Despite all the negativity surrounding residential real estate, the sky is not falling, says Gurinder Sandhu, Executive Vice President and Regional Director, RE/MAX Ontario-Atlantic Canada. Home sales have moderated, but remain within healthy levels. Greater optimism is expected to return next year, as the economy marks further improvement. Canadians appear to be reigning in their spending, heeding cautionary statements by the country's financial leaders. We believe that will only serve to shore up the already healthy framework of the Canadian housing market in 2013.
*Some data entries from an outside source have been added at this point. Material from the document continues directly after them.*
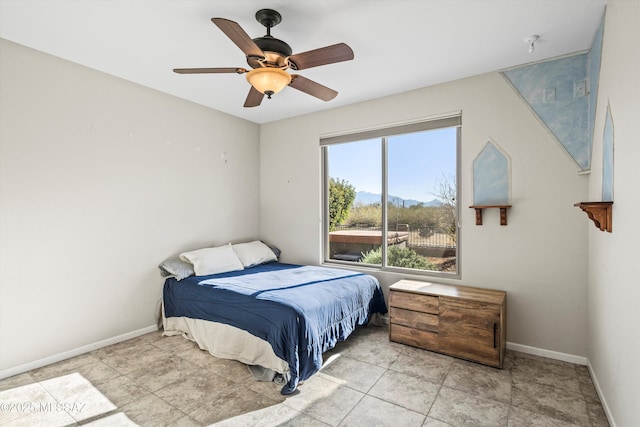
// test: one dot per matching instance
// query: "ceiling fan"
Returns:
(269, 57)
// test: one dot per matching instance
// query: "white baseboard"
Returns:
(571, 358)
(603, 401)
(9, 372)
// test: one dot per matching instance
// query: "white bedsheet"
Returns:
(225, 341)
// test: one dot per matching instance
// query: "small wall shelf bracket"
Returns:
(599, 212)
(503, 212)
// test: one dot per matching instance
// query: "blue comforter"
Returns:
(302, 311)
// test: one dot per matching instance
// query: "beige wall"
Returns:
(101, 179)
(614, 287)
(539, 258)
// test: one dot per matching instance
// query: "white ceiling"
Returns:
(399, 45)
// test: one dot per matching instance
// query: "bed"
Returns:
(275, 315)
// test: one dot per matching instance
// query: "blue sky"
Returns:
(417, 163)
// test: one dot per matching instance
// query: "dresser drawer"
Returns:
(415, 337)
(414, 319)
(414, 302)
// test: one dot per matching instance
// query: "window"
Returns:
(400, 183)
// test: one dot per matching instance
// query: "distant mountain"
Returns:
(366, 198)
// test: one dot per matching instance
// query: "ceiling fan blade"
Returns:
(322, 56)
(239, 37)
(209, 70)
(312, 88)
(254, 98)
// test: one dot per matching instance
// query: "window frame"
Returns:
(383, 133)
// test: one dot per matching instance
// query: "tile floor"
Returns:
(366, 381)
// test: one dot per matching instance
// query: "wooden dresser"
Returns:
(460, 321)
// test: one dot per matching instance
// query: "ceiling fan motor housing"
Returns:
(275, 51)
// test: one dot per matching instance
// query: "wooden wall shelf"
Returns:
(503, 212)
(599, 212)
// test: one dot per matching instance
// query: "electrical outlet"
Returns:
(549, 95)
(579, 89)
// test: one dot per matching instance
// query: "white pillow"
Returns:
(213, 260)
(254, 253)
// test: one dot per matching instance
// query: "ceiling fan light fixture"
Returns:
(268, 80)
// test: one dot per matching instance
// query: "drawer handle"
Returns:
(495, 327)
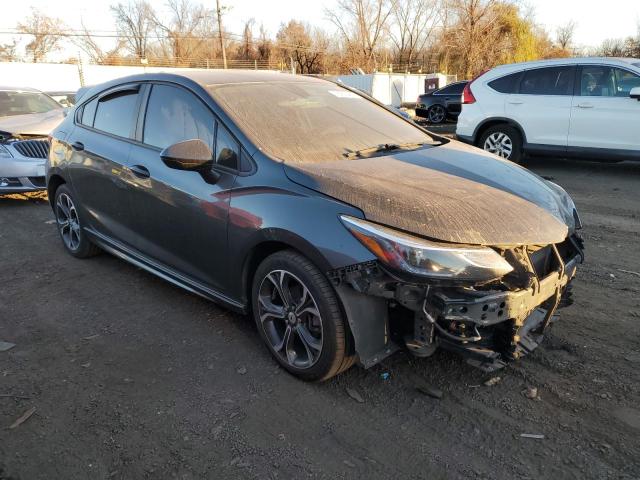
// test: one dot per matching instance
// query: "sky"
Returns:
(593, 23)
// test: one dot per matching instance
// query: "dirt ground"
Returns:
(134, 378)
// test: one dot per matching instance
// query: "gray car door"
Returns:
(181, 216)
(101, 144)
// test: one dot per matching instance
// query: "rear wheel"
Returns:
(502, 140)
(436, 114)
(298, 316)
(74, 239)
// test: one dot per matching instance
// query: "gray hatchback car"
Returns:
(345, 230)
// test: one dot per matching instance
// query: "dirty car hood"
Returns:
(32, 123)
(453, 193)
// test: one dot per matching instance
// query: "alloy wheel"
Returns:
(68, 221)
(500, 144)
(290, 319)
(437, 114)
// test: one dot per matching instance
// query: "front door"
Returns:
(181, 216)
(603, 114)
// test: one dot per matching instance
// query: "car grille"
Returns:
(33, 148)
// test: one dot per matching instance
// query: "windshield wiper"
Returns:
(385, 147)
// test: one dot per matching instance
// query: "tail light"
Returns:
(467, 94)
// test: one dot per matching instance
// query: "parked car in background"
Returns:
(345, 230)
(578, 107)
(64, 98)
(442, 104)
(26, 118)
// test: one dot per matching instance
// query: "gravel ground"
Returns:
(131, 377)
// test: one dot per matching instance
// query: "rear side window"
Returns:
(506, 84)
(115, 113)
(455, 89)
(547, 81)
(226, 148)
(89, 113)
(175, 115)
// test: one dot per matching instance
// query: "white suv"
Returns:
(583, 107)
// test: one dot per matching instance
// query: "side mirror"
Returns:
(187, 155)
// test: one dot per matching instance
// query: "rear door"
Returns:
(604, 116)
(542, 105)
(181, 216)
(101, 143)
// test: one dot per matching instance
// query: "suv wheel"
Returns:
(504, 141)
(74, 239)
(298, 316)
(436, 114)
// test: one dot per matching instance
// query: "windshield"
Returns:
(312, 121)
(22, 103)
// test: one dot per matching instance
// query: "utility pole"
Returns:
(224, 53)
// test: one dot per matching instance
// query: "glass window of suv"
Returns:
(597, 81)
(455, 89)
(506, 84)
(547, 81)
(625, 82)
(115, 113)
(226, 148)
(175, 115)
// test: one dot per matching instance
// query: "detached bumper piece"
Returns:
(489, 325)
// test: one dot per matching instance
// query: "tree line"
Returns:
(460, 37)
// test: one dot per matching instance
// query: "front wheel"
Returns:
(73, 237)
(298, 316)
(504, 141)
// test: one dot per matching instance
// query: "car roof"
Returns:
(18, 89)
(514, 67)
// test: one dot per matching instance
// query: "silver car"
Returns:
(26, 118)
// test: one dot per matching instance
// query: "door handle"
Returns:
(140, 171)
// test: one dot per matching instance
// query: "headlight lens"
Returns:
(422, 257)
(4, 152)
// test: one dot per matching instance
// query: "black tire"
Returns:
(333, 357)
(510, 133)
(74, 239)
(437, 114)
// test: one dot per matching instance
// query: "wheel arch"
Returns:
(491, 122)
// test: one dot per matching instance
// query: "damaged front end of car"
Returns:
(490, 304)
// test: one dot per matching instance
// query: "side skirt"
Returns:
(121, 251)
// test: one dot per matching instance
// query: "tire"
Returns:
(502, 140)
(315, 347)
(69, 225)
(437, 114)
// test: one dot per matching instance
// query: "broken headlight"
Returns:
(415, 255)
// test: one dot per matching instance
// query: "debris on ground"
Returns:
(25, 416)
(355, 395)
(427, 389)
(492, 381)
(4, 346)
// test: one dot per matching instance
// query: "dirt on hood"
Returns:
(32, 124)
(450, 193)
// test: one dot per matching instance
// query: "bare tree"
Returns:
(414, 23)
(361, 23)
(134, 21)
(305, 48)
(564, 35)
(46, 32)
(8, 52)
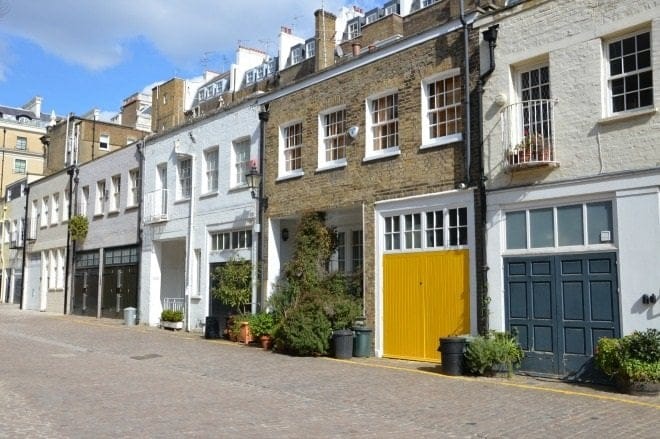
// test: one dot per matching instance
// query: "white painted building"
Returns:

The report found that low interest rates were a major impetus in 2012, fuelling sales of homes across the board. Tight inventory levels also factored into the equation early in the year, causing a flurry of activity in many centres. By mid-year, however, the third round of CMHC mortgage tightening had a noticeable impact on housing markets, pushing home ownership beyond the grasp of many first-time buyers.
The report also identified several regional disparities. Most notable was the pull back in sales activity in Greater Vancouver. A banner 2011 year and a slowdown in investor activity contributed to the trend in 2012. Yet, moderation was more widespread in the east, with half of Ontario and Atlantic Canada markets (8/16) reporting 2012 sales off the 2011 pace. Strength was evident throughout Saskatchewan, Alberta, and Nova Scotia, where exceptionally sound economic fundamentals drove demand. The Prairies also stood out in price appreciation, along with the Atlantic Provinces in 2012, and a repeat is on tap for next year. In 2013, Vancouver will rebound to post the strongest sales gain, while Quebec markets post the sharpest decrease.
Looking forward, there are a number of factors on the horizon that will serve to bolster residential activity in 2013. Canada's economic performance is expected to show signs of improvement, particularly in the latter half of the year, which should bode well for housing markets across the country. Historically low interest rates will also continue to drive healthy home-buying activity, especially in the move-up segment. Last, but certainly not least, there's no denying the universal appeal of bricks and mortar. Canadians believe in home ownership. The stability of real estate over the long-term continues to fuel its appeal.
While first-time buyers will continue to have a significant presence in the overall marketplace, they are expected to take a back seat in 2013 in Canada's largest markets with move-up buyers the new engine driving home-buying activity. The greatest advance in home sales is expected in Vancouver (12%), Calgary (10%), Halifax (5%), Kingston (4.5%) and Saint John (4%). The strongest upward momentum in average price in 2013 is forecast for St. John's (6%), Regina (5%), Kingston (4.5%), and Halifax (4%), followed by Fredericton and Winnipeg (3%). More balanced market conditions are expected in 2013 throughout the majority of markets, with supply meeting demand.
The long-term outlook for the Canadian real estate remains strong. It has proven so in the past, and it will ring true in the years to come. Canada's major centres are evolving at a tremendous pace and gaining traction on the world stage. As we look forward, our communities will certainly be more vibrant, more sustainable, while our housing mix focuses on density and diversification.
Immigration and population growth will continue to support housing demand moving forward. The Canadian government's commitment to immigration will hold steady, with the country set to welcome as many as 265,000 immigrants in 2013. The greater focus on economic immigrants is already leading to quicker household formation and home ownership than in years past. These two factors will also support the burgeoning condominium segment along with Canada's aging population while the desire for tangible assets props up the upper-end.